Unincorporated community in Washington, United States

Wauconda is a small unincorporated community in Okanogan County, Washington, United States. Once a boom town, it has dwindled almost to nothing; it is now under single ownership.

==History==
Wauconda was founded in 1898 as a mining community. Three brothers from Wauconda, Illinois, discovered gold in the area and decided to name the mine after their hometown. Four mines, the Oregonian Mine and three Wauconda Mines, eventually operated in the area, quickly swelling the area's population to over 300. By 1900 the town had a general store, and by 1901 it had a post office, although the location was two miles west of the original camp. At its peak there were about 1,000 residents.

In the early 1900s the output of the mines declined and they were eventually closed. In 1929, the state built Highway 20 on a route that bypassed the town, so the town was relocated to be on the new road. The abandoned former town location is now a ghost town.

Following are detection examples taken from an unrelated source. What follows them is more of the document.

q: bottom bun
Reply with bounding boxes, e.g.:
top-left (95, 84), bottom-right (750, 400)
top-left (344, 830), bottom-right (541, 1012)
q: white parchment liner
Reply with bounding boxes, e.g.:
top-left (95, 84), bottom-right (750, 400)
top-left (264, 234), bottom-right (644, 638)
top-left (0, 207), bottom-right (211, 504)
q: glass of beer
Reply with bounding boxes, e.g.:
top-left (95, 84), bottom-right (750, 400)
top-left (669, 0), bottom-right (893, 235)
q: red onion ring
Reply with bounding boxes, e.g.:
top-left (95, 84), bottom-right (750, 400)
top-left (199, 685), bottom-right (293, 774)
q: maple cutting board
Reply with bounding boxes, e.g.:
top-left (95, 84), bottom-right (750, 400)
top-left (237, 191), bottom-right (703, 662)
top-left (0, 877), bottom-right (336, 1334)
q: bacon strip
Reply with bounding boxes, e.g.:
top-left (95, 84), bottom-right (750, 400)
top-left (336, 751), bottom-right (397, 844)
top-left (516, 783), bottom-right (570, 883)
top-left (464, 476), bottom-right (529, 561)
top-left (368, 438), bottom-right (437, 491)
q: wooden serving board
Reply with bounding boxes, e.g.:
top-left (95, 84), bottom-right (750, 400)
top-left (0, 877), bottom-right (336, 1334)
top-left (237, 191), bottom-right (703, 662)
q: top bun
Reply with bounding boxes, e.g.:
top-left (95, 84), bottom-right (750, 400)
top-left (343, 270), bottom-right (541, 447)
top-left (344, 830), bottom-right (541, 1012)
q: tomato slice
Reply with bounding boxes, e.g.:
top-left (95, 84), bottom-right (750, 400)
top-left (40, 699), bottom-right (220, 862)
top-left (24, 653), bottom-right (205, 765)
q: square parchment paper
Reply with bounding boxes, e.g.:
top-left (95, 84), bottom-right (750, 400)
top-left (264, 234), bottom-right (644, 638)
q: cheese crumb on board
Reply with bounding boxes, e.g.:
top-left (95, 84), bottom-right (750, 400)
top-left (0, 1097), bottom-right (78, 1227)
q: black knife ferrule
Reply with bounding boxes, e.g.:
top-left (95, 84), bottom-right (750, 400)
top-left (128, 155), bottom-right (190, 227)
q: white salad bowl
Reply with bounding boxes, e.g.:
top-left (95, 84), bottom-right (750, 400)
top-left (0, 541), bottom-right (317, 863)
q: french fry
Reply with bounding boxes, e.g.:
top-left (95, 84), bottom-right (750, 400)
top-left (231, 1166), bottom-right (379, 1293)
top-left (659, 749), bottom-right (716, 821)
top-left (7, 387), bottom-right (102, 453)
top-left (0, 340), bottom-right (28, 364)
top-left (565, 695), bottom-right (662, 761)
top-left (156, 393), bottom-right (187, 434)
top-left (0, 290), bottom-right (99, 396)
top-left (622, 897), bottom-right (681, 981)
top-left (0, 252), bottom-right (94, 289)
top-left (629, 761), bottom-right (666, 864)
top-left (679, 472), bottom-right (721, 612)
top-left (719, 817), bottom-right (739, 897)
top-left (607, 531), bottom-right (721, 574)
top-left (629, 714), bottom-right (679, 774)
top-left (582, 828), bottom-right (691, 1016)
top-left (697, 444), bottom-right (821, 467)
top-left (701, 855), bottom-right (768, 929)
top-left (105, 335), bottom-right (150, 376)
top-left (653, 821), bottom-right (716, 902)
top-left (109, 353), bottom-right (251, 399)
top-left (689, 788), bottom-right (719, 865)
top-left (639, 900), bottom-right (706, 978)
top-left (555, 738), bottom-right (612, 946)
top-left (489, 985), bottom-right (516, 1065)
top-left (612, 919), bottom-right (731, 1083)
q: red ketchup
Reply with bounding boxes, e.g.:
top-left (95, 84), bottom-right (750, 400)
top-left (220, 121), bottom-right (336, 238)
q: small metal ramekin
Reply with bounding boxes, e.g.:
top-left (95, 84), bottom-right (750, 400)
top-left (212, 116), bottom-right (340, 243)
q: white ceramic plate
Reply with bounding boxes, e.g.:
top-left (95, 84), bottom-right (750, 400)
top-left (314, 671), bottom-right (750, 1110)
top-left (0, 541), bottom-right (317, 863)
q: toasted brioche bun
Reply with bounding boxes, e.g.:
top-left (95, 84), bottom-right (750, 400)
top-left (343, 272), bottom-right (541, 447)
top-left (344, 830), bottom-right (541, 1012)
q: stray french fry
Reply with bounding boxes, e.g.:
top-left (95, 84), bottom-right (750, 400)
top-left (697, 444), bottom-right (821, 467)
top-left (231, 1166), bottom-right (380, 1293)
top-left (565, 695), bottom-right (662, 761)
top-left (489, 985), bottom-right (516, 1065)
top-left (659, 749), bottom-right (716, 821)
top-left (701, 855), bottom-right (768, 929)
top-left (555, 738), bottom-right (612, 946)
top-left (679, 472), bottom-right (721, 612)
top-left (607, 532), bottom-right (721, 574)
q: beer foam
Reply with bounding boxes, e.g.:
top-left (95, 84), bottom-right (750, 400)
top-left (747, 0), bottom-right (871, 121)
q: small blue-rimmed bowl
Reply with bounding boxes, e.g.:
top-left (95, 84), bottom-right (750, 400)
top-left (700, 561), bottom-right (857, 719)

Present-day Wauconda is much smaller than the old mining boomtown. Its small commercial district has a post office, gas station, general store, and restaurant, all with a single private owner. In 2008, owner Daphne Fletcher placed the town's commercial properties, along with a residence, up for sale with an asking price of $1,125,000. In March 2010, Fletcher put the combined properties for sale on eBay, promoting the sale as a "town for auction". A couple from Healesville, Victoria, in Australia, won the auction with a purchase price of $370,601, but failed to complete the transaction due to financial and health concerns. Two weeks later, the town was sold to a couple, Neal and Maddie Love, from Bothell, Washington, for $360,000. However, when Neal Love found steady employment in North Dakota, the couple closed the store in June 2015.

==Geography==
Wauconda is located on a plateau about 23 mi east of Tonasket, Washington, near Wauconda Pass and the Okanogan–Wenatchee National Forest. State Route 20 travels through the settlement. It is near the headwaters of a fork of Granite Creek, which empties into the Sanpoil River at nearby Republic, Washington.